Je weet; als je eenmaal in dit lichaam geboren wordt dan kan het niet anders of je wordt wel een keer flink verkouden, ziek of oud. Een onvermijdelijke steek in je keel, daar begint het mee. De Eerste Pijl raakt je. Au. Pijn! Niet lang daarna een gedachte als; ‘Ik ga toch niet ziek worden he? Dit komt echt slecht uit!’ Daar is-ie: de Tweede Pijl. Nu heb je niet alleen de fysieke pijn van de doorzettende griep, maar zit je ook opgescheept met de frustratie, de angst en de zorgen.

In het Boeddhisme verwijst dit naar de beroemde parabel van de Twee Pijlen: de Eerste – fysieke pijn – is onvermijdelijk. De Tweede – de  mentale reactie erop – komt uit jezelf. ‘Waarom nu? Van wie heb ik dit?

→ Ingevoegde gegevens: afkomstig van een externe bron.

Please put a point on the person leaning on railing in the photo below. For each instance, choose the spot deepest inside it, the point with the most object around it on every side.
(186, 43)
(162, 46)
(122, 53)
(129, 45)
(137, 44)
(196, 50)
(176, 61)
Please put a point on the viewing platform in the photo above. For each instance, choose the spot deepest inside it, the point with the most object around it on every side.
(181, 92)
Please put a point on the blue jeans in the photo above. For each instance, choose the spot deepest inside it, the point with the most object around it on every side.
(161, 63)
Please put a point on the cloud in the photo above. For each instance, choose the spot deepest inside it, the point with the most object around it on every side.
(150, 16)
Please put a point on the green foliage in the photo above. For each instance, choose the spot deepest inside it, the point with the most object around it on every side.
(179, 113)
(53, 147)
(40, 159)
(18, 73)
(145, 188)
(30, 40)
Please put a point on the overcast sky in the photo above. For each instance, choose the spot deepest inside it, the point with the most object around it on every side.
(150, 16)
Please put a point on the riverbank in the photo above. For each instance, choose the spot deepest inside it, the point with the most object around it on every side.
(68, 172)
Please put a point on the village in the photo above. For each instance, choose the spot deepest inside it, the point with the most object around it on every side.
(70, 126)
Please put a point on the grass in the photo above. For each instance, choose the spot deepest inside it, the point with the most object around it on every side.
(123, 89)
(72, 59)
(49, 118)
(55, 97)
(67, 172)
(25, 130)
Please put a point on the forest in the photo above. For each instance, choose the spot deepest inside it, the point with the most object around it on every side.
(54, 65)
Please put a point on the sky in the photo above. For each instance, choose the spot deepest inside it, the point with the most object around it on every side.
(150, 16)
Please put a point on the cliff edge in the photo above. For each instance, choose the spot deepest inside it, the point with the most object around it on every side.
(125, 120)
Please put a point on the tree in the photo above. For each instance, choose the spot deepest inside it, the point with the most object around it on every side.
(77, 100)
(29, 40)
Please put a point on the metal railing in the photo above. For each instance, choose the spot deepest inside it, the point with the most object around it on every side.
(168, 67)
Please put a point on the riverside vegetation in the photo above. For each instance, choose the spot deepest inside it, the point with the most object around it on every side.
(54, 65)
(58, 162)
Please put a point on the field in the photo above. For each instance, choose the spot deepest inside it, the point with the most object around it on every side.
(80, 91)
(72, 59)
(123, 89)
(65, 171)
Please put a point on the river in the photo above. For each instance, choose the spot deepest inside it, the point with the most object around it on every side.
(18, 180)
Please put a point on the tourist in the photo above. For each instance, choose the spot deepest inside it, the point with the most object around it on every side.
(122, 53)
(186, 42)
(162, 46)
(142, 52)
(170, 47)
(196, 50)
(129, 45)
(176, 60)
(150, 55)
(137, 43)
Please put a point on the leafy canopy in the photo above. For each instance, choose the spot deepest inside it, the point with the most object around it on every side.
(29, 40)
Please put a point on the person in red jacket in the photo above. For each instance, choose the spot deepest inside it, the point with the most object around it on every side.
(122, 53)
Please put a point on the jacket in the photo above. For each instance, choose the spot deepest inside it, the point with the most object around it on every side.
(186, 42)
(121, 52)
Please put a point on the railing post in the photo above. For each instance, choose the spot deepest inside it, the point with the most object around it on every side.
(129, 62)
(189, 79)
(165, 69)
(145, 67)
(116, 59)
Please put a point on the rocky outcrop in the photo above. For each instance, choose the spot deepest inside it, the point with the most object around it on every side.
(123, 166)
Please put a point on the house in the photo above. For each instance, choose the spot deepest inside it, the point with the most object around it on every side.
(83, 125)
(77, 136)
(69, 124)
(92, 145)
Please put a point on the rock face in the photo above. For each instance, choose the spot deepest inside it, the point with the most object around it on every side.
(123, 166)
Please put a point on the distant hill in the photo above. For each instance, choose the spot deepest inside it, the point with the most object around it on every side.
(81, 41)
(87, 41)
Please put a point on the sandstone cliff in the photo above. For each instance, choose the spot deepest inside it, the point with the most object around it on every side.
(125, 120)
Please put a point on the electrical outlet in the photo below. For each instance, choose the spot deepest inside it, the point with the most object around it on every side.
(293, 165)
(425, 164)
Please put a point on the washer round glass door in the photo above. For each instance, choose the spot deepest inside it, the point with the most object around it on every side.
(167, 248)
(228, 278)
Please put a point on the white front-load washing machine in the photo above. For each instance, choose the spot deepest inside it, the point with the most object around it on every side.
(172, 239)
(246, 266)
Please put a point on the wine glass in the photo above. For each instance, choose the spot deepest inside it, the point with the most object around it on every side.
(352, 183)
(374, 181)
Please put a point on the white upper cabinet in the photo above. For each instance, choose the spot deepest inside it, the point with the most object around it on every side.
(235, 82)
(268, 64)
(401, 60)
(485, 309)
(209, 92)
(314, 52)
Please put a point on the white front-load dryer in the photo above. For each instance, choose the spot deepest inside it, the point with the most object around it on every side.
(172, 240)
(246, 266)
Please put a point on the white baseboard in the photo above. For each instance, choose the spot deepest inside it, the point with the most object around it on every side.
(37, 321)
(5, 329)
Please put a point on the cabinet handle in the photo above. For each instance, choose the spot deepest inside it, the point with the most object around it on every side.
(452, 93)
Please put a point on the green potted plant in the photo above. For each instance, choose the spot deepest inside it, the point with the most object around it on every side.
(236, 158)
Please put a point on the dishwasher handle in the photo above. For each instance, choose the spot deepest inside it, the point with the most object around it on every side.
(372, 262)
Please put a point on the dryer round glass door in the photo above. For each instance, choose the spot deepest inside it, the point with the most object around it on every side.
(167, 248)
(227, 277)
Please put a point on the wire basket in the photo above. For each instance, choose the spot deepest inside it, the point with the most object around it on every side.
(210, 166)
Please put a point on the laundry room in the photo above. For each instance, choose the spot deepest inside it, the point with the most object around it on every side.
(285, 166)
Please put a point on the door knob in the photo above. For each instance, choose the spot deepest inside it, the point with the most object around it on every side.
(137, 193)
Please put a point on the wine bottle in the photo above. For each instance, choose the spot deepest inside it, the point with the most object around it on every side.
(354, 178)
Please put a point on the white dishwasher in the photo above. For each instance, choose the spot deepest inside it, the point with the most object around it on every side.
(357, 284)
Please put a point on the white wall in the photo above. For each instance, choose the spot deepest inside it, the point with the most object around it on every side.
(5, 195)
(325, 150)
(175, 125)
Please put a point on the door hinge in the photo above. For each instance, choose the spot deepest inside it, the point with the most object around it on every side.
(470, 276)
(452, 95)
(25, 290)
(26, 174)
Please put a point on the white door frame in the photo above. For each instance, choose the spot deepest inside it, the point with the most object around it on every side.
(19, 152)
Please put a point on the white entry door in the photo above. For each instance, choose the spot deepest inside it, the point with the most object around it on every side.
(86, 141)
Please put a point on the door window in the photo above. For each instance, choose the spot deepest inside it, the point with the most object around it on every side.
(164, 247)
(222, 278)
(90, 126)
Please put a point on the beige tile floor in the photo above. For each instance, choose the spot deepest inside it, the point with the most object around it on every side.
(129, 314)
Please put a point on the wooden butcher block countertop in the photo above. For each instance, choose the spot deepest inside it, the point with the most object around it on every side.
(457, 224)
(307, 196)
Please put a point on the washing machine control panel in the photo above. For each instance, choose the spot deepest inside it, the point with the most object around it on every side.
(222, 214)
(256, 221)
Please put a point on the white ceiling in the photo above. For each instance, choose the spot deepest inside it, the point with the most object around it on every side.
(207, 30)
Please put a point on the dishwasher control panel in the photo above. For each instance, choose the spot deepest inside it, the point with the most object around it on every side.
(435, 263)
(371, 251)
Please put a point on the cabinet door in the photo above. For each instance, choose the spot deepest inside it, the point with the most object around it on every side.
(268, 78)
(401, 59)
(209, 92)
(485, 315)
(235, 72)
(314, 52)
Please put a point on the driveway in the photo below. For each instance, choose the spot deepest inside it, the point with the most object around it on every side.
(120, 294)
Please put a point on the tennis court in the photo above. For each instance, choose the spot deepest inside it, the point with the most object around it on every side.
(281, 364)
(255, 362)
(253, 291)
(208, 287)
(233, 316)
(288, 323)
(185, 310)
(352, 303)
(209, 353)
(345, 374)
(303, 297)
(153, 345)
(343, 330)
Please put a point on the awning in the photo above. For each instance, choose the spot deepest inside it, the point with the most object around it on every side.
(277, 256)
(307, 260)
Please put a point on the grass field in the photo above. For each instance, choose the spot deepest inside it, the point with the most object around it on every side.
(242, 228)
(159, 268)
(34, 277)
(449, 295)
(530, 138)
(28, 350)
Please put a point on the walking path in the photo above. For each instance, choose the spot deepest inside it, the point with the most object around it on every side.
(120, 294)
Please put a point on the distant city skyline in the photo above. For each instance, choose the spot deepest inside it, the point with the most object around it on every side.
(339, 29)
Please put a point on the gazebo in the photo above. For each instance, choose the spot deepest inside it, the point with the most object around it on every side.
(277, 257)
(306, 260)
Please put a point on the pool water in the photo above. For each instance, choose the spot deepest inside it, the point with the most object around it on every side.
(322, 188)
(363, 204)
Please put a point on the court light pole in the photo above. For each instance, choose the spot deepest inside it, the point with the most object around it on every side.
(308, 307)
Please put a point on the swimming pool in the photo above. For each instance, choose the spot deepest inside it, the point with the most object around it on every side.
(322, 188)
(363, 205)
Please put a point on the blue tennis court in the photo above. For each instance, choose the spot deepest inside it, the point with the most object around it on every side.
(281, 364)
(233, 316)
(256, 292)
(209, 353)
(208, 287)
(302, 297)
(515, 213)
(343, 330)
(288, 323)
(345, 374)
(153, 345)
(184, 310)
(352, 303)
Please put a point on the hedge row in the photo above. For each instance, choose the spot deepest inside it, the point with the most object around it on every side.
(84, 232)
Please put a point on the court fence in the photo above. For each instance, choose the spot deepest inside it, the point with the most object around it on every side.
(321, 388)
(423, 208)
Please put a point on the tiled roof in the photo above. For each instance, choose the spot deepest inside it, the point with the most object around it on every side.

Zo oneerlijk!’ De pijlen volgen elkaar in rap tempo op, en voor je het weet heb je 5% keelpijn en 95% zorgen! Dat is pas echt van de regen in de drup, en ondertussen pak je de ene na de andere paracetamol en honingdrop om je gemoed en keel te smeren. ‘Ik wil me goed voelen,’ dat is het enige wat je wenst, want je weet wat ze zeggen; als je gezond bent, wil je van alles, als je ziek bent maar één ding.

Voordat je het weet staat het dartbord vol pijnlijke pijlen, maar is de eigenlijke fysieke pijn bést te verdragen. Ook die buikpijn van teveel honingdrop kun je beter verdragen zonder de kopzorgen erom, wanneer je opmerkt dat de pijlen met verzet uit je eigen boog komen. Daaag Tweede Pijl, ik heb niets aan je, je voegt niets positiefs toe aan mijn huidige situatie, ik heb alleen maar griep en verdraag het door te ademen, want ik weet dat het weer voorbij gaat. Ik geef me over, ben lief voor mezelf.

Zodra je al puffend en snotterend van de koorts erkent dat je zèlf de Tweede Pijl op je boog spande, ontstaat ruimte. Zelfs midden in de griep is lijden optioneel. Net als dat 6e honingdropje (maar toch neem ik ‘m).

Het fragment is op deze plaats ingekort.